2) At the hospital all of the doctors (and all but one student (who was from out of state)) were white. All of the custodial staff were black. I honestly couldn't understand anything the janitors said. Those guys worked hard, if somewhat ineffectively (eg, they pushed around these huge floor buffers for two hours every morning, but no one ever cleaned the floors first, so there was a fifteen year buildup of dirt and floor wax in all the hallways -- once I found a dead little Mediterranean house gecko that had obviously taken a few turns under the buffer), but I can't see any of them getting another job that required any speaking skills.
- Nobody on the series is driving around while drinking. I used to see people driving while taking swigs out of an bottle in a brown bag. While driving drunk was technically illegal, the police didn't seem interested in enforcing that. Driving in Baton Rouge at night was scary.
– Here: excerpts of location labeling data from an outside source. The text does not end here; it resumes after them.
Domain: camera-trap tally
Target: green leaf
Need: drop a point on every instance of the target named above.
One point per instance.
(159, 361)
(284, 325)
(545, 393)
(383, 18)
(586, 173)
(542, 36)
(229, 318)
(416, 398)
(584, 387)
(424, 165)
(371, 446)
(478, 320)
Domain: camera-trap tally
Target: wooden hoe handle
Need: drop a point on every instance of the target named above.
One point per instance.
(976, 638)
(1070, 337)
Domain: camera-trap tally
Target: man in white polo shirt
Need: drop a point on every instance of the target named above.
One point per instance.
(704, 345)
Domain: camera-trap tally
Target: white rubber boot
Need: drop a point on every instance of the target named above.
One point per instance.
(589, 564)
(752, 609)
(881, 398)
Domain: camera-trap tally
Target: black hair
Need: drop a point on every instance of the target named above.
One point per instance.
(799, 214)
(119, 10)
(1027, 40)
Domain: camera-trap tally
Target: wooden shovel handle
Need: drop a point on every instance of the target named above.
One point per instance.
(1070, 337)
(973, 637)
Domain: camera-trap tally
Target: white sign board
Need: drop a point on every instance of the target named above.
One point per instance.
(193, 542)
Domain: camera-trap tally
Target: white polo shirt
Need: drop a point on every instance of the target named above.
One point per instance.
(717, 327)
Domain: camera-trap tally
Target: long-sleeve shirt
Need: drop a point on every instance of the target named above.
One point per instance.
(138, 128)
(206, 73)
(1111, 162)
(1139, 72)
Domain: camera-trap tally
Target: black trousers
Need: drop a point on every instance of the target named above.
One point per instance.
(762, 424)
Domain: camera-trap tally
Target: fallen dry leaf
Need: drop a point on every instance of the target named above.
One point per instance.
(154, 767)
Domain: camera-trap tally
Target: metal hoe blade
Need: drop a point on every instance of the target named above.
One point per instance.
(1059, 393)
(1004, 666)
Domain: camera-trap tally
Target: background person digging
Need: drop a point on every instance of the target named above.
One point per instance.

On the plus side, it meant that people were used to avoiding the impaired. That worked in my favor as I was driving home one morning on the fourteenth straight day of fifteen-hour overnight shifts. I woke up as my car was going across two lanes of traffic. Nobody around me seemed particularly bothered. The shock of it kept me awake for the rest of the way home -- I was too tired to care much if I lived, but there was no way in hell I was willing to die there.
- Nobody on the series is blaming everything on the hurricanes. I moved to Baton Rouge (which actually didn't have much storm damage) less than a year after Katrina hit. Turns out there was absolutely nothing that you couldn't blame on the hurricanes. "Since Katrina and Rita..." was the start of every explanation from corruption in the government to roads that hadn't been repaved in fifteen years.
On the other hand, the series is about vampires, so maybe they're not really claiming it's all true...
2 comments:
I love Louisiana, but I would never want to live there. Particularly not Baton Rouge!
As much as I hated living in Baton Rouge, I have to admit that I saw almost nothing of Louisiana since I was busy sleeping on the few days I didn't have to be at the hospital that year.
On the other hand, my five mile commute took at least twenty minutes unless it was the middle of the night, the weather was godawful for eleven months, and I've never seen another city where turning the wrong corner would put you in a terrible part of town so quickly. Not my idea of paradise.